19. Er is sprake van een kanscontract ten bezwarende titel wanneer de kansen evenwichtig zijn. Er wordt niet vereist dat de kansen gelijk zijn. Er dient wel sprake te zijn van een gelijkaardige levensverwachting van de betrokken partijen en er dient een gelijkwaardige inleg te zijn.

20. Een gelijkwaardige levensverwachting kan niet enkel worden beoordeeld op basis van sterftetabellen maar kan ook worden beïnvloed door specifieke factoren zoals de gezondheidstoestand van de partijen, bepaalde activiteiten die ze uitvoeren, een overlijden dat kort volgt op het sluiten van het beding van aanwas etc...

De gelijkaardigheid van de levensverwachting dient aanwezig te zijn bij het afsluiten van het kanscontract.

Op basis van de elementen en feiten vermeld in de aanvraag tot voorafgaande beslissing, kan worden besloten dat het in casu om een kanscontract ten bezwarende titel gaat.

Enkel indien zou blijken dat de voorstelling van de feiten onjuist of onvolledig was, zal deze kwalificatie herzien worden, rekening houdende met de werkelijke feitelijke situatie.

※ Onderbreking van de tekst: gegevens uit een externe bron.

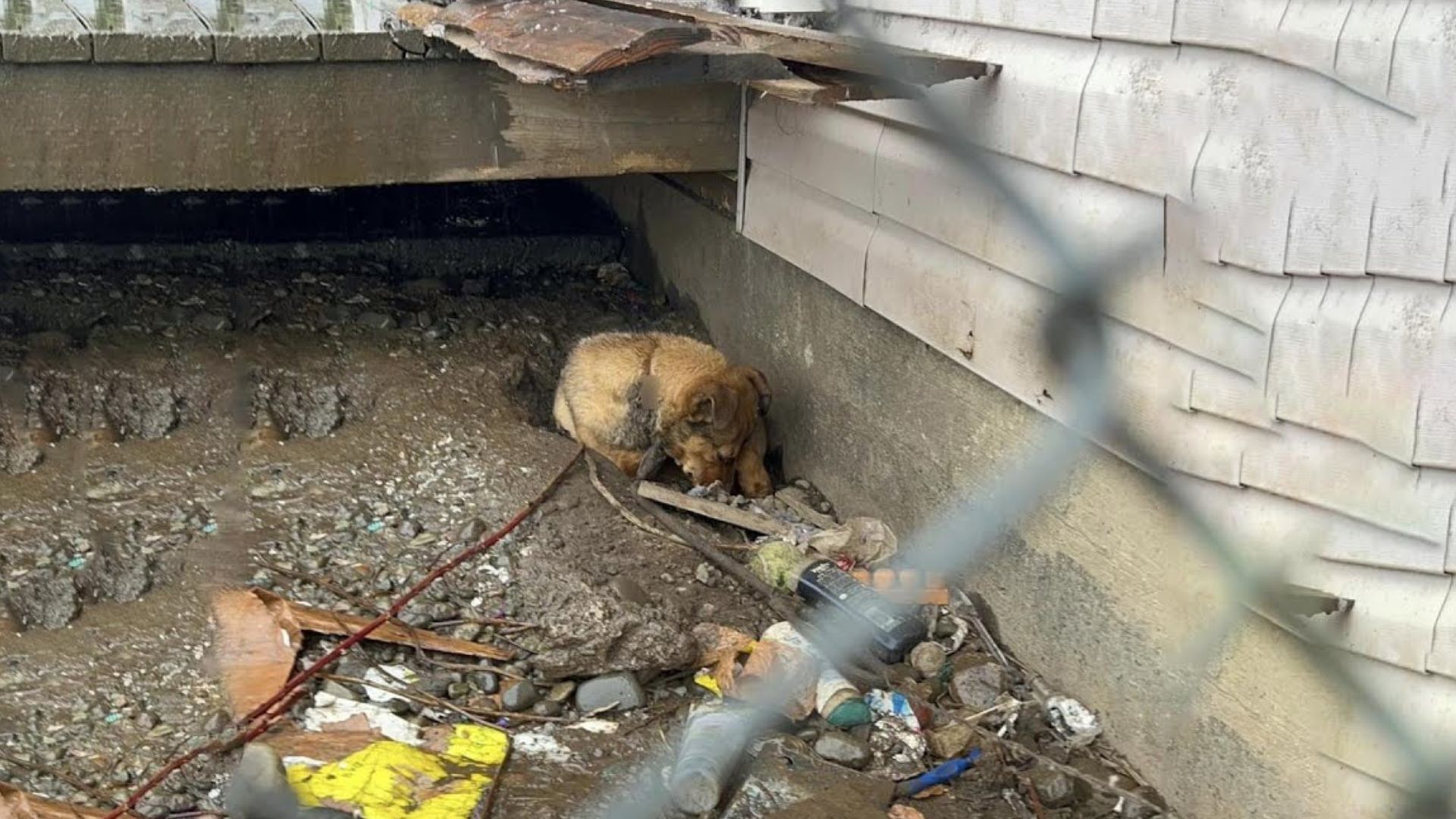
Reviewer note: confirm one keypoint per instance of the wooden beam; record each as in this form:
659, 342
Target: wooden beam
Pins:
570, 36
742, 518
207, 126
814, 47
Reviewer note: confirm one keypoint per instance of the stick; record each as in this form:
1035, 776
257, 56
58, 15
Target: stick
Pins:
625, 512
874, 672
721, 512
76, 784
291, 692
1068, 770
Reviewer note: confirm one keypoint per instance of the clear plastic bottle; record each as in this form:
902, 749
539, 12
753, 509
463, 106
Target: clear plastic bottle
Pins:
714, 741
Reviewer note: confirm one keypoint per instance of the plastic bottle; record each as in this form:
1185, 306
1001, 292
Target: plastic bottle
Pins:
714, 739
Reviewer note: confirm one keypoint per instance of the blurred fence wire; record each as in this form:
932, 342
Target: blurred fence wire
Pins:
1075, 343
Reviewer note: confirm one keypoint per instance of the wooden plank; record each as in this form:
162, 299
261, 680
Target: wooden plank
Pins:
300, 126
1346, 477
977, 315
1028, 112
1288, 529
695, 64
564, 34
819, 234
145, 31
354, 30
42, 31
721, 512
1134, 20
258, 31
829, 149
814, 47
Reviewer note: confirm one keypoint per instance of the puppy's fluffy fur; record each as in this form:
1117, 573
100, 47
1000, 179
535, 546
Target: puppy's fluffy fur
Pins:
628, 394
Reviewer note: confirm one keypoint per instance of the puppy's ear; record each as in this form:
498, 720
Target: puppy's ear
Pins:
761, 385
651, 461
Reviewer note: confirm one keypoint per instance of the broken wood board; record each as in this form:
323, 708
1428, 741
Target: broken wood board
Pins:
570, 36
816, 47
322, 621
721, 512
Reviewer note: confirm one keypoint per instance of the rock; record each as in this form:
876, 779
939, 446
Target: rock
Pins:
928, 659
843, 749
520, 697
977, 682
548, 708
951, 741
619, 691
788, 780
376, 321
487, 682
1053, 787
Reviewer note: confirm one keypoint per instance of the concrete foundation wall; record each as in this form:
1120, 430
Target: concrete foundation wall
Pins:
1100, 591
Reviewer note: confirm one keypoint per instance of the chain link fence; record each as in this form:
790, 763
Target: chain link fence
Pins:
1074, 338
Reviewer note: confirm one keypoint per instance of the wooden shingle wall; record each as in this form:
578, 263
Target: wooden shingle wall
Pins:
1292, 353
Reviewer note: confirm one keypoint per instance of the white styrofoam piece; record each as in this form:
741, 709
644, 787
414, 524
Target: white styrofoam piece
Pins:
1134, 20
1394, 615
1436, 419
821, 235
1363, 58
979, 315
1280, 528
827, 148
1028, 111
1145, 115
1232, 397
1312, 347
1242, 295
1066, 18
1347, 477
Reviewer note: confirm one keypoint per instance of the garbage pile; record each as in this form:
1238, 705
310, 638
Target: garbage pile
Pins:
427, 722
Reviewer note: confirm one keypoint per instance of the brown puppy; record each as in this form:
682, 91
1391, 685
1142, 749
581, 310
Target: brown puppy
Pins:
629, 395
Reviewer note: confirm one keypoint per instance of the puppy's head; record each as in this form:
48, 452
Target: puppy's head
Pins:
715, 417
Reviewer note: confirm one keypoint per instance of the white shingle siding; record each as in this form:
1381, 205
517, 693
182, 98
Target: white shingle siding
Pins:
1292, 353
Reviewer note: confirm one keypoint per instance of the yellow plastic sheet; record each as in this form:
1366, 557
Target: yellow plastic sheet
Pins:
392, 780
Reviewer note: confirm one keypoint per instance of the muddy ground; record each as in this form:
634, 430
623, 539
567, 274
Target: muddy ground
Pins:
324, 419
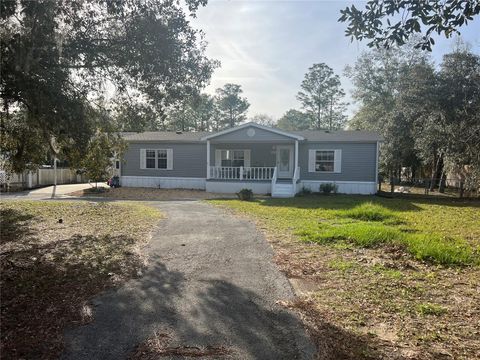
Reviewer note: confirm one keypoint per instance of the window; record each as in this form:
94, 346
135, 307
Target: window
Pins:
235, 158
162, 159
325, 160
150, 159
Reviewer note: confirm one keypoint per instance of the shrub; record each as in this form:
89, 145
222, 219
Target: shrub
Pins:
245, 194
368, 212
327, 188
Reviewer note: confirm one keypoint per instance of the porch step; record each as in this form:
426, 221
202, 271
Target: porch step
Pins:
283, 190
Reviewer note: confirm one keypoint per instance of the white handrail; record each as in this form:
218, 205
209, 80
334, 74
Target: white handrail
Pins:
274, 179
241, 172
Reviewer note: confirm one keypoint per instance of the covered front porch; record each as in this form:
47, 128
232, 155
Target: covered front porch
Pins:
251, 156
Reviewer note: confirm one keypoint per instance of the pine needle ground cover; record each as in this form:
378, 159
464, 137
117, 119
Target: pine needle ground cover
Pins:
379, 278
55, 256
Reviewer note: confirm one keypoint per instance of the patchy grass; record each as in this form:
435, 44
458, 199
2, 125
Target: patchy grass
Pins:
379, 278
126, 193
431, 309
55, 255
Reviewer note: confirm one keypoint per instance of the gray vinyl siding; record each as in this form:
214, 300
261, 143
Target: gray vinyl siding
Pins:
262, 155
189, 160
260, 135
358, 161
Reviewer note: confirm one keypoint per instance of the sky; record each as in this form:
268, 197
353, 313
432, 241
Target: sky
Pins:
268, 46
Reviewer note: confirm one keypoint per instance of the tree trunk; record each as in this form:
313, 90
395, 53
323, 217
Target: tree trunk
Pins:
441, 187
392, 182
436, 172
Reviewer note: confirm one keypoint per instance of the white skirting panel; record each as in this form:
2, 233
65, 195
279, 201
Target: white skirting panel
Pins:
344, 187
163, 182
230, 187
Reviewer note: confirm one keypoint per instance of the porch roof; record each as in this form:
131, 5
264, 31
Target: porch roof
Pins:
254, 125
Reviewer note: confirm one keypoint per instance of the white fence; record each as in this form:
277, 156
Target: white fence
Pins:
241, 173
40, 177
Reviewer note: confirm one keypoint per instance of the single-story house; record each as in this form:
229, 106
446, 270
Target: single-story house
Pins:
266, 160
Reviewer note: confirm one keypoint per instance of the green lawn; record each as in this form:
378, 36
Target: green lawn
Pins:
379, 277
56, 255
446, 233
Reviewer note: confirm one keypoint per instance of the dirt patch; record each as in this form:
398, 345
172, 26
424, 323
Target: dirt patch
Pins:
365, 304
55, 256
152, 194
159, 345
380, 302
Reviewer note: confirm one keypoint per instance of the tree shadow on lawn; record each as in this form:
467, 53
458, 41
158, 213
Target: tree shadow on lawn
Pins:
344, 202
217, 315
45, 287
14, 225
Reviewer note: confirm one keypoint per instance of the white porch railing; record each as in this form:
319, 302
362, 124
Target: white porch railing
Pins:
241, 173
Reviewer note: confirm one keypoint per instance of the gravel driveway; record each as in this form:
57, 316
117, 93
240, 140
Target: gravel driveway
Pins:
211, 282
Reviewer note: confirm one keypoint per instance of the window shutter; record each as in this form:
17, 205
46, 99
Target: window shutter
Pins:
143, 159
246, 157
218, 157
169, 159
311, 160
337, 166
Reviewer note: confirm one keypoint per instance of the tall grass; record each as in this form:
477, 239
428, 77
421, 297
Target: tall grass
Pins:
426, 247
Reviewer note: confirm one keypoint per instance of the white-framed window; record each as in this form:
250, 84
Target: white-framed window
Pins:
232, 157
161, 159
325, 160
150, 159
235, 158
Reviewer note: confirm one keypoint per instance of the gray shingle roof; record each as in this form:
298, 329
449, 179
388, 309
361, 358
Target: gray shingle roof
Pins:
164, 136
310, 135
339, 135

21. De gelijkwaardigheid van inleg wordt beoordeeld bij het afsluiten van het beding, niet bij het realiseren (een goed kan in waarde stijgen of dalen). In casu heeft, volgens de gegevens in de aanvraag, de inleg van iedere echtgenoot betrekking op een onverdeeld vermogen, voor ieder individu een eigen vermogen, dat in gelijke delen, werd geplaatst op een (beleggings)rekening in onverdeeldheid. Er is aldus sprake van gelijkwaardigheid van inleg.

22. Indien het beding van aanwas in een contract is opgenomen vanaf 1 juni 2012 kan het afgetoetst worden aan de anti-misbruikbepalingen. Het beding van aanwas maakt geen fiscaal misbruik uit indien er ook niet-fiscale motieven aan ten grondslag liggen. Herkwalificatie is mogelijk indien de belastingplichtige niet kan aantonen dat de geviseerde verrichting ook niet-fiscale doelstellingen heeft, en dat deze niet-fiscale doelstellingen voldoende opwegen tegen de fiscale motieven

De vooropgestelde verrichting maakt geen fiscaal misbruik uit in de zin van art. 3.17.0.0.2 VCF nu er ook niet-fiscale motieven, opgenomen onder punt 8, aan het beding ten grondslag liggen die voldoende opwegen tegen de fiscale motieven.

23. Uit fiscaal oogpunt aanvaardt de Vlaamse belastingdienst het principe dat bij de realisatie van een kanscontract ten bijzondere en ten bezwarende titel de betrokken roerende goederen niet zijn onderworpen aan de schenkbelasting of de erfbelasting.